The White House has repeatedly warned that it could expand penalties imposed against Russian and Ukrainian leaders deemed responsible for the unrest in the former Soviet republic.

But it's unclear if the White House would move forward with the broad, sectoral sanctions President Obama threatened during his trip to Europe earlier this month. Such penalties could have a sizable impact on American companies, and the U.S. would likely want to partner on the move with a reluctant European Union.

The State Department indicated Wednesday that they did not "expect" to move forward with any penalties until after a meeting Thursday with officials from the U.S., Russia, Ukraine, and European Union in Geneva.

State Department spokeswoman Marie Harf on Wednesday echoed Carney, saying that the U.S. was continuing " to prepare, as we've said, additional sanctions and other steps if we can't get some de-escalation here."

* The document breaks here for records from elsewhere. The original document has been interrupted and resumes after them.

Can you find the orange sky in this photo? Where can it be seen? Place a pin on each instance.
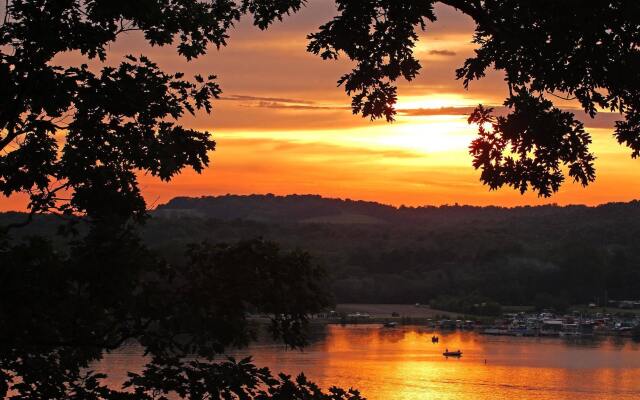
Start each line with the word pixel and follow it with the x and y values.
pixel 284 127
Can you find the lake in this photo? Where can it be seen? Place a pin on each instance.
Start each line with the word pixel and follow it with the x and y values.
pixel 402 364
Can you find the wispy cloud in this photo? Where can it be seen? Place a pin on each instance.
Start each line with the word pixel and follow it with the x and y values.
pixel 239 97
pixel 445 53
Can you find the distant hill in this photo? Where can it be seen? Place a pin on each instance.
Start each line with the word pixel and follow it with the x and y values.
pixel 317 209
pixel 376 253
pixel 271 208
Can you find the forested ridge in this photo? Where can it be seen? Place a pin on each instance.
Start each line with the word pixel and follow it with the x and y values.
pixel 378 253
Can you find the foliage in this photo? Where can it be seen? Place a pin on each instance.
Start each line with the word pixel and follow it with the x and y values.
pixel 115 120
pixel 59 311
pixel 572 50
pixel 470 304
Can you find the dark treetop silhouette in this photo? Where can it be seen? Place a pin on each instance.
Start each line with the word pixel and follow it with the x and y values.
pixel 60 311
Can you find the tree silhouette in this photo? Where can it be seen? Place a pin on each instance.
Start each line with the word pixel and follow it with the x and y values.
pixel 74 138
pixel 587 52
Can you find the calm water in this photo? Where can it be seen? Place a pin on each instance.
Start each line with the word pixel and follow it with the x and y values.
pixel 403 364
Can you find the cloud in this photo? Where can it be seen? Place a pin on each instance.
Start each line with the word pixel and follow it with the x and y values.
pixel 352 153
pixel 446 53
pixel 421 112
pixel 239 97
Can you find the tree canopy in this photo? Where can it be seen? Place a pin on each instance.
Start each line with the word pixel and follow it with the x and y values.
pixel 75 137
pixel 574 50
pixel 547 50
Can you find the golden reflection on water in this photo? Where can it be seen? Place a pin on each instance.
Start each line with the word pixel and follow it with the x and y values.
pixel 403 364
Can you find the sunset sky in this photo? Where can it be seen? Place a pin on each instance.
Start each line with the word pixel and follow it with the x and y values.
pixel 284 127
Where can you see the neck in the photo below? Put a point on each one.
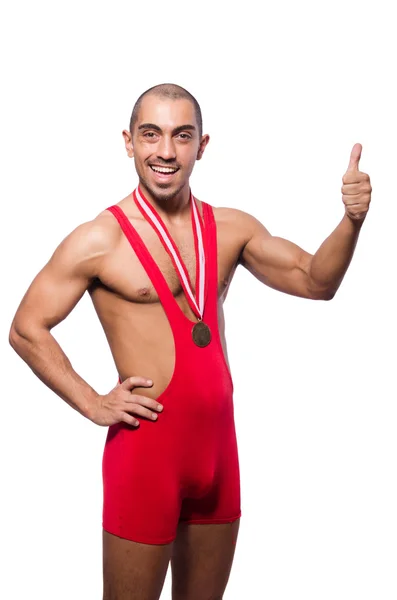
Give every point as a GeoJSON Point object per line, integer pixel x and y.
{"type": "Point", "coordinates": [174, 207]}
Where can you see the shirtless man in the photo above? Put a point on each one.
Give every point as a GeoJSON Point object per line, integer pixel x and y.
{"type": "Point", "coordinates": [158, 266]}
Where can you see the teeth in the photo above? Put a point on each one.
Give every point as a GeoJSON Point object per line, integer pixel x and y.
{"type": "Point", "coordinates": [163, 169]}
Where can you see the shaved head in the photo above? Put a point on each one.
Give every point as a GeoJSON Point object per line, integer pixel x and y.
{"type": "Point", "coordinates": [172, 91]}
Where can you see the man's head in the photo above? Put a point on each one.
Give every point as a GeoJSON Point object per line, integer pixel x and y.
{"type": "Point", "coordinates": [165, 135]}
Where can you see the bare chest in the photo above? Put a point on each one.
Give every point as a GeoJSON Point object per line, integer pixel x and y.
{"type": "Point", "coordinates": [124, 274]}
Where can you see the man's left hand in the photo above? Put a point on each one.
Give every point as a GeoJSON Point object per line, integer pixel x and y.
{"type": "Point", "coordinates": [356, 188]}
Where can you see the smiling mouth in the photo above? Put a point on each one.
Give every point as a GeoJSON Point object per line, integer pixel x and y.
{"type": "Point", "coordinates": [164, 170]}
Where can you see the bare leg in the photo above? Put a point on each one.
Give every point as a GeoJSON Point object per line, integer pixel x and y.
{"type": "Point", "coordinates": [133, 571]}
{"type": "Point", "coordinates": [201, 561]}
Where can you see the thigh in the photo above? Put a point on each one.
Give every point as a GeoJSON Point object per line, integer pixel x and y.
{"type": "Point", "coordinates": [133, 571]}
{"type": "Point", "coordinates": [202, 557]}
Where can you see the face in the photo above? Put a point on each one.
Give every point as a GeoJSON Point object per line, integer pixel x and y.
{"type": "Point", "coordinates": [165, 144]}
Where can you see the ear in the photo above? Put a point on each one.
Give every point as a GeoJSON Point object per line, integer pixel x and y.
{"type": "Point", "coordinates": [128, 143]}
{"type": "Point", "coordinates": [203, 143]}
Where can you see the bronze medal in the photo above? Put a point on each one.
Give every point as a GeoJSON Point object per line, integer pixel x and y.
{"type": "Point", "coordinates": [201, 334]}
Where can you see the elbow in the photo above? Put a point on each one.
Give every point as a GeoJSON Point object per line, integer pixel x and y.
{"type": "Point", "coordinates": [328, 295]}
{"type": "Point", "coordinates": [322, 293]}
{"type": "Point", "coordinates": [14, 338]}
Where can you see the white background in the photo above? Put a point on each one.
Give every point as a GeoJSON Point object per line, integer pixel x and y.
{"type": "Point", "coordinates": [286, 89]}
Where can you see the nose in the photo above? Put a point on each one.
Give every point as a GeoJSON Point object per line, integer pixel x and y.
{"type": "Point", "coordinates": [166, 148]}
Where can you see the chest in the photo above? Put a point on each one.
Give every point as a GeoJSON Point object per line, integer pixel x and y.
{"type": "Point", "coordinates": [125, 274]}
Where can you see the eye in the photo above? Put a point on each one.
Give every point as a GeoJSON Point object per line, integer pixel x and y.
{"type": "Point", "coordinates": [150, 135]}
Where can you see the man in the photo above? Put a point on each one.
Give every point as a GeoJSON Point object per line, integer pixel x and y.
{"type": "Point", "coordinates": [158, 266]}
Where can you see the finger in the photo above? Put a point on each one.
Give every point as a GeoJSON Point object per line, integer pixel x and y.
{"type": "Point", "coordinates": [140, 410]}
{"type": "Point", "coordinates": [144, 401]}
{"type": "Point", "coordinates": [350, 200]}
{"type": "Point", "coordinates": [132, 382]}
{"type": "Point", "coordinates": [355, 157]}
{"type": "Point", "coordinates": [126, 418]}
{"type": "Point", "coordinates": [351, 188]}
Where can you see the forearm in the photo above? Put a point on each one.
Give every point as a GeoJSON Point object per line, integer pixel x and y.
{"type": "Point", "coordinates": [330, 263]}
{"type": "Point", "coordinates": [47, 360]}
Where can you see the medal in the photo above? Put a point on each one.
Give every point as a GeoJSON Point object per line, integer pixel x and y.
{"type": "Point", "coordinates": [201, 333]}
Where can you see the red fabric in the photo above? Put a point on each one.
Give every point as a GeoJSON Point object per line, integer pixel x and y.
{"type": "Point", "coordinates": [184, 466]}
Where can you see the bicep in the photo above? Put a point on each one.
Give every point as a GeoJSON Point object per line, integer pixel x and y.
{"type": "Point", "coordinates": [277, 262]}
{"type": "Point", "coordinates": [59, 286]}
{"type": "Point", "coordinates": [50, 298]}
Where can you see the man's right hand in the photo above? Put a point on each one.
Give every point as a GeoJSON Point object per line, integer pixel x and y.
{"type": "Point", "coordinates": [118, 405]}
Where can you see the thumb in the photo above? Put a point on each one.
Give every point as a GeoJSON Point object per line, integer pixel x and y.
{"type": "Point", "coordinates": [132, 382]}
{"type": "Point", "coordinates": [355, 157]}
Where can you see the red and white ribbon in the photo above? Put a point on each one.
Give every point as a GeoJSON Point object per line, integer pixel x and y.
{"type": "Point", "coordinates": [159, 226]}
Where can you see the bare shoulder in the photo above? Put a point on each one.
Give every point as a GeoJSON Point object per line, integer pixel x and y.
{"type": "Point", "coordinates": [239, 223]}
{"type": "Point", "coordinates": [84, 248]}
{"type": "Point", "coordinates": [95, 237]}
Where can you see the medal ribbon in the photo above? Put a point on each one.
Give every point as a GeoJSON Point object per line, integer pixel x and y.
{"type": "Point", "coordinates": [150, 213]}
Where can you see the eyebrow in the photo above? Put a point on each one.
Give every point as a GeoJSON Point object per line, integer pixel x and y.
{"type": "Point", "coordinates": [174, 131]}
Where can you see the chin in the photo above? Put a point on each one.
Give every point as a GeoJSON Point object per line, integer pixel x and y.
{"type": "Point", "coordinates": [162, 191]}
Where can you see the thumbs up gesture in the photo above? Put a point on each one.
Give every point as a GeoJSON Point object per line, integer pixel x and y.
{"type": "Point", "coordinates": [356, 188]}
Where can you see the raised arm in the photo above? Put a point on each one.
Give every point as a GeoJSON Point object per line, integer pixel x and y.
{"type": "Point", "coordinates": [284, 266]}
{"type": "Point", "coordinates": [50, 298]}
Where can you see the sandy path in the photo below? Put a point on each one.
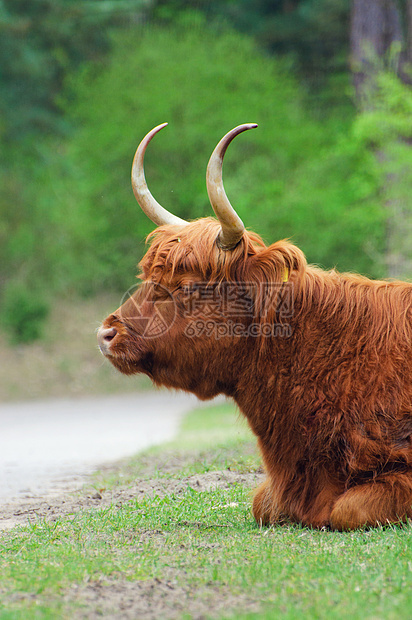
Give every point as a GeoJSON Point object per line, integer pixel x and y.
{"type": "Point", "coordinates": [47, 446]}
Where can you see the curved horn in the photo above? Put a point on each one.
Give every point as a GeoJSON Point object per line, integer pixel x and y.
{"type": "Point", "coordinates": [232, 225]}
{"type": "Point", "coordinates": [149, 205]}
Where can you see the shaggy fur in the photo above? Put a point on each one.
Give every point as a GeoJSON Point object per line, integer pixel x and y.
{"type": "Point", "coordinates": [330, 402]}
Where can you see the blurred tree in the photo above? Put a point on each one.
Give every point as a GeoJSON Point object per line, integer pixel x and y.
{"type": "Point", "coordinates": [381, 34]}
{"type": "Point", "coordinates": [314, 33]}
{"type": "Point", "coordinates": [40, 42]}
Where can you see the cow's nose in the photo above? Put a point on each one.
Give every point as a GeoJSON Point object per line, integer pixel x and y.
{"type": "Point", "coordinates": [104, 338]}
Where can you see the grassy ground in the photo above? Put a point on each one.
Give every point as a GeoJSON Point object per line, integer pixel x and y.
{"type": "Point", "coordinates": [175, 538]}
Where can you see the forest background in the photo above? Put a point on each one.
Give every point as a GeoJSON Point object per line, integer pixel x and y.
{"type": "Point", "coordinates": [81, 82]}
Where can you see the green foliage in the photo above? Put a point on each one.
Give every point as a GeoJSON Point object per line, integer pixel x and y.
{"type": "Point", "coordinates": [23, 312]}
{"type": "Point", "coordinates": [68, 219]}
{"type": "Point", "coordinates": [314, 33]}
{"type": "Point", "coordinates": [293, 177]}
{"type": "Point", "coordinates": [40, 41]}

"Don't expect any before tomorrow's meeting, but if there are not steps taken by Russia to de-escalate, we will take additional steps, including additional sanctions," Harf said.

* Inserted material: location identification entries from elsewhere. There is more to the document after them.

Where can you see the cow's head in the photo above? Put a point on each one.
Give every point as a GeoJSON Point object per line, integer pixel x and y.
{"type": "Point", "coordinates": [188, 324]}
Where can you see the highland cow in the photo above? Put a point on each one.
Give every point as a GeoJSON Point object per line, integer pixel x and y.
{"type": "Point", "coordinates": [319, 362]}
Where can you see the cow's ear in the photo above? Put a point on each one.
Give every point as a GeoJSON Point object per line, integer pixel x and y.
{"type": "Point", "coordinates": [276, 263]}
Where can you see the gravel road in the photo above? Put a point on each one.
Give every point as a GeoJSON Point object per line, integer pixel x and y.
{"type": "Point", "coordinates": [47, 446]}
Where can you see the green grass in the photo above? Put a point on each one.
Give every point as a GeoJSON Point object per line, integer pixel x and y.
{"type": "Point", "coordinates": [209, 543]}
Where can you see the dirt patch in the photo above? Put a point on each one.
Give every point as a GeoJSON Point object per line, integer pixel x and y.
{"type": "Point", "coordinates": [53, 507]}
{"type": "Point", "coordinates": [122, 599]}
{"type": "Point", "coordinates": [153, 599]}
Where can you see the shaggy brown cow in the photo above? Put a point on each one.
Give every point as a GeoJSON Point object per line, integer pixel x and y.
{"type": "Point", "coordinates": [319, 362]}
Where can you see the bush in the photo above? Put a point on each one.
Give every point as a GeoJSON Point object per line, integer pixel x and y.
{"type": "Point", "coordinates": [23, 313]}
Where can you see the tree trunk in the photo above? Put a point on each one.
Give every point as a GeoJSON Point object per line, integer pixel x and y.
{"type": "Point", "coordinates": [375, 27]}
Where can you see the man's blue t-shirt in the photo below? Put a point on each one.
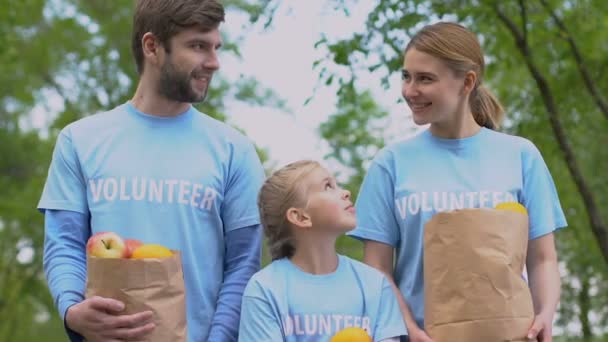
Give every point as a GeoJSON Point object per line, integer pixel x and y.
{"type": "Point", "coordinates": [410, 181]}
{"type": "Point", "coordinates": [284, 303]}
{"type": "Point", "coordinates": [183, 182]}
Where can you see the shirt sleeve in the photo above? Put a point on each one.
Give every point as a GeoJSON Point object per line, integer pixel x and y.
{"type": "Point", "coordinates": [375, 208]}
{"type": "Point", "coordinates": [65, 187]}
{"type": "Point", "coordinates": [244, 181]}
{"type": "Point", "coordinates": [389, 322]}
{"type": "Point", "coordinates": [540, 195]}
{"type": "Point", "coordinates": [64, 259]}
{"type": "Point", "coordinates": [243, 253]}
{"type": "Point", "coordinates": [258, 320]}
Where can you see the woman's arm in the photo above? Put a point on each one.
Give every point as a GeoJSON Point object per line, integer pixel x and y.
{"type": "Point", "coordinates": [545, 285]}
{"type": "Point", "coordinates": [380, 256]}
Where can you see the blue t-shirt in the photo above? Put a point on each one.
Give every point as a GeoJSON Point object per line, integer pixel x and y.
{"type": "Point", "coordinates": [410, 181]}
{"type": "Point", "coordinates": [183, 181]}
{"type": "Point", "coordinates": [284, 303]}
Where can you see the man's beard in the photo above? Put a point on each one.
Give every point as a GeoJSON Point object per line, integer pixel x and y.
{"type": "Point", "coordinates": [175, 85]}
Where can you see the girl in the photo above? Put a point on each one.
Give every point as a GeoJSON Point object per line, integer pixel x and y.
{"type": "Point", "coordinates": [309, 292]}
{"type": "Point", "coordinates": [460, 161]}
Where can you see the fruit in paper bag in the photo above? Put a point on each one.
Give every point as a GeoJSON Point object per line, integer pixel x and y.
{"type": "Point", "coordinates": [352, 334]}
{"type": "Point", "coordinates": [148, 251]}
{"type": "Point", "coordinates": [107, 245]}
{"type": "Point", "coordinates": [513, 206]}
{"type": "Point", "coordinates": [132, 245]}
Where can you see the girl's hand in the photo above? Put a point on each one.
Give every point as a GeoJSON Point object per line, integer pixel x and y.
{"type": "Point", "coordinates": [418, 335]}
{"type": "Point", "coordinates": [541, 329]}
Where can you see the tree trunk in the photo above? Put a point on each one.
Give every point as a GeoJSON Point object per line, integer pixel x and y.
{"type": "Point", "coordinates": [599, 229]}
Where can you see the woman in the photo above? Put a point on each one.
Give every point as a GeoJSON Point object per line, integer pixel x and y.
{"type": "Point", "coordinates": [460, 161]}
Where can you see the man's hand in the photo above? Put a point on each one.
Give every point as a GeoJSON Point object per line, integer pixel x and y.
{"type": "Point", "coordinates": [99, 319]}
{"type": "Point", "coordinates": [418, 335]}
{"type": "Point", "coordinates": [541, 329]}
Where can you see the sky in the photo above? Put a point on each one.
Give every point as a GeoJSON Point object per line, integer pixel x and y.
{"type": "Point", "coordinates": [282, 58]}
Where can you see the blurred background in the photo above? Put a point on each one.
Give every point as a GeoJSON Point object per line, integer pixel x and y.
{"type": "Point", "coordinates": [312, 79]}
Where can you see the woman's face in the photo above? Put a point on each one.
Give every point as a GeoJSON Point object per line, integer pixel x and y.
{"type": "Point", "coordinates": [433, 91]}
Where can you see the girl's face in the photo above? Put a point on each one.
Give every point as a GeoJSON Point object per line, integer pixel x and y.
{"type": "Point", "coordinates": [328, 205]}
{"type": "Point", "coordinates": [433, 92]}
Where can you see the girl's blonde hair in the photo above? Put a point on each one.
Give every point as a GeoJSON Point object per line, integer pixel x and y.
{"type": "Point", "coordinates": [281, 191]}
{"type": "Point", "coordinates": [460, 50]}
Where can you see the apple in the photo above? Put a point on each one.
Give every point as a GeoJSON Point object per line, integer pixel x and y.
{"type": "Point", "coordinates": [132, 245]}
{"type": "Point", "coordinates": [107, 245]}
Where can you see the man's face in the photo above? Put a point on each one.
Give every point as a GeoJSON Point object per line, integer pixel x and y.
{"type": "Point", "coordinates": [187, 70]}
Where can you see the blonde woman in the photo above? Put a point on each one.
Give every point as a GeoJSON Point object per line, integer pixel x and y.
{"type": "Point", "coordinates": [460, 161]}
{"type": "Point", "coordinates": [309, 292]}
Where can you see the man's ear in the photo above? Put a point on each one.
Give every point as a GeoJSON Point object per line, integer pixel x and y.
{"type": "Point", "coordinates": [298, 217]}
{"type": "Point", "coordinates": [470, 80]}
{"type": "Point", "coordinates": [152, 48]}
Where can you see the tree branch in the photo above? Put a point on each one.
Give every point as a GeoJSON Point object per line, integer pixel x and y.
{"type": "Point", "coordinates": [598, 227]}
{"type": "Point", "coordinates": [524, 20]}
{"type": "Point", "coordinates": [578, 57]}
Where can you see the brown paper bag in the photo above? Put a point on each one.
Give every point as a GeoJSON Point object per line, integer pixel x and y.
{"type": "Point", "coordinates": [473, 263]}
{"type": "Point", "coordinates": [144, 284]}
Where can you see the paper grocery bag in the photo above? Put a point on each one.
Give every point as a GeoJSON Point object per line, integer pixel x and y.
{"type": "Point", "coordinates": [144, 284]}
{"type": "Point", "coordinates": [473, 264]}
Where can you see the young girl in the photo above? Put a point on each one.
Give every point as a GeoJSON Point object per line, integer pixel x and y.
{"type": "Point", "coordinates": [309, 292]}
{"type": "Point", "coordinates": [459, 162]}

The toughening rhetoric from the administration comes as the Ukranian military has moved to crack down against pro-Russian militants who have occupied government buildings in Eastern regions of the country.

On Tuesday, Ukrainian troops and separatists traded fire at a small military airport near Kramatorsk. But on Wednesday, separatist militants commandeered six armored personnel carriers from Ukrainian forces that were moving to disrupt protests, and stormed the government center in the industrial city of Donetsk. The White House has endorsed Kiev's move to disperse the separatists, who have seized facilities in nearly a dozen cities and demanded additional autonomy.

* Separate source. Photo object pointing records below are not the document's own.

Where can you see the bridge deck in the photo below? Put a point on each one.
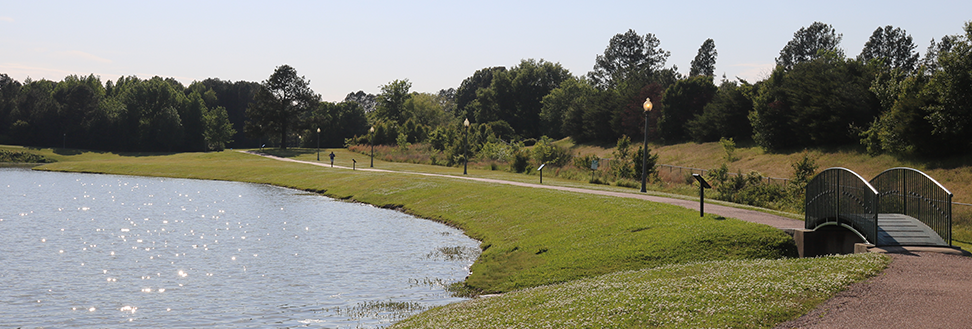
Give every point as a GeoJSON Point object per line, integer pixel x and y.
{"type": "Point", "coordinates": [904, 230]}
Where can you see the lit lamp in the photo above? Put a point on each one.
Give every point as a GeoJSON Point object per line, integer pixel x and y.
{"type": "Point", "coordinates": [465, 152]}
{"type": "Point", "coordinates": [372, 139]}
{"type": "Point", "coordinates": [644, 147]}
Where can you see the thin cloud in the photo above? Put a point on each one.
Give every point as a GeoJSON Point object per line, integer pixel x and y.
{"type": "Point", "coordinates": [755, 71]}
{"type": "Point", "coordinates": [22, 72]}
{"type": "Point", "coordinates": [86, 56]}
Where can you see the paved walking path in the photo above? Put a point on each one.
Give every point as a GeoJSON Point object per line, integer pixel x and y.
{"type": "Point", "coordinates": [920, 289]}
{"type": "Point", "coordinates": [742, 214]}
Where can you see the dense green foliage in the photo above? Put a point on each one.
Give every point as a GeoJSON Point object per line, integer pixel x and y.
{"type": "Point", "coordinates": [884, 99]}
{"type": "Point", "coordinates": [129, 114]}
{"type": "Point", "coordinates": [22, 157]}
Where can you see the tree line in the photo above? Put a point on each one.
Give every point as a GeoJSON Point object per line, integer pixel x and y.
{"type": "Point", "coordinates": [886, 99]}
{"type": "Point", "coordinates": [129, 114]}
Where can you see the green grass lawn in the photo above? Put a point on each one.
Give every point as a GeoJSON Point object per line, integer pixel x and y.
{"type": "Point", "coordinates": [537, 238]}
{"type": "Point", "coordinates": [720, 294]}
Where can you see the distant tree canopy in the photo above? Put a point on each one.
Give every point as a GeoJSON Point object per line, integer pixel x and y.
{"type": "Point", "coordinates": [280, 104]}
{"type": "Point", "coordinates": [704, 62]}
{"type": "Point", "coordinates": [886, 99]}
{"type": "Point", "coordinates": [127, 115]}
{"type": "Point", "coordinates": [893, 46]}
{"type": "Point", "coordinates": [810, 43]}
{"type": "Point", "coordinates": [513, 96]}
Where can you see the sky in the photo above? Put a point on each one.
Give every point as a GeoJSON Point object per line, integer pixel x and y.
{"type": "Point", "coordinates": [347, 46]}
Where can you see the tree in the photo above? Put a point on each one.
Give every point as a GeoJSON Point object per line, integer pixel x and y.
{"type": "Point", "coordinates": [628, 62]}
{"type": "Point", "coordinates": [218, 130]}
{"type": "Point", "coordinates": [807, 44]}
{"type": "Point", "coordinates": [531, 81]}
{"type": "Point", "coordinates": [9, 89]}
{"type": "Point", "coordinates": [727, 116]}
{"type": "Point", "coordinates": [514, 96]}
{"type": "Point", "coordinates": [684, 101]}
{"type": "Point", "coordinates": [235, 97]}
{"type": "Point", "coordinates": [950, 112]}
{"type": "Point", "coordinates": [704, 62]}
{"type": "Point", "coordinates": [368, 102]}
{"type": "Point", "coordinates": [426, 109]}
{"type": "Point", "coordinates": [279, 103]}
{"type": "Point", "coordinates": [471, 86]}
{"type": "Point", "coordinates": [391, 102]}
{"type": "Point", "coordinates": [894, 46]}
{"type": "Point", "coordinates": [816, 103]}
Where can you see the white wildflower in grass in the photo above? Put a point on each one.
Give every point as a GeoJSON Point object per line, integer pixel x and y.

The State Department on Wednesday issued a warning imploring travelers to "defer all non-essential travel to Ukraine" — a sign that conditions in the country were deteriorating. The U.S. also warned citizens to avoid all travel to certain eastern regions "due to the presence of Russian military forces in the Crimean Peninsula and on the eastern border of Ukraine."

"The situation in Ukraine is unpredictable and could change quickly," the State Department said. "U.S. citizens throughout Ukraine should avoid large crowds and be prepared to remain indoors for extended periods of time should clashes occur in their vicinity."

Some congressional Republicans have criticized the White House for so far declining to send Kiev lethal assistance.

"We ought to at least, for God's sake, give them some light weapons with which to defend themselves. So far, this administration's not only not done that, but they won't even share some intelligence with the Ukrainian government," Sen. John McCain (R-Ariz.) told CBS News's "Face the Nation" on Sunday.

On Tuesday,  Carney would not answer questions about whether the U.S. was weighing providing the Ukrainian military with body armor or night-vision googles.

"I just don't have anything more to say about what kinds of assistance has been requested or what we’re considering," Carney said.

But the White House spokesman said the administration was "obviously" evaluating "ways that we can support the Ukrainian government."

Already, the U.S. last month delivered 300,000 meals ready to eat to the Ukrainian military — the equivalent of approximately $3 million in aid.

And the White House acknowledged that CIA Director John Brennan travelled to Kiev last weekend, suggesting that U.S. intelligence agencies could be assisting the Ukrainian government.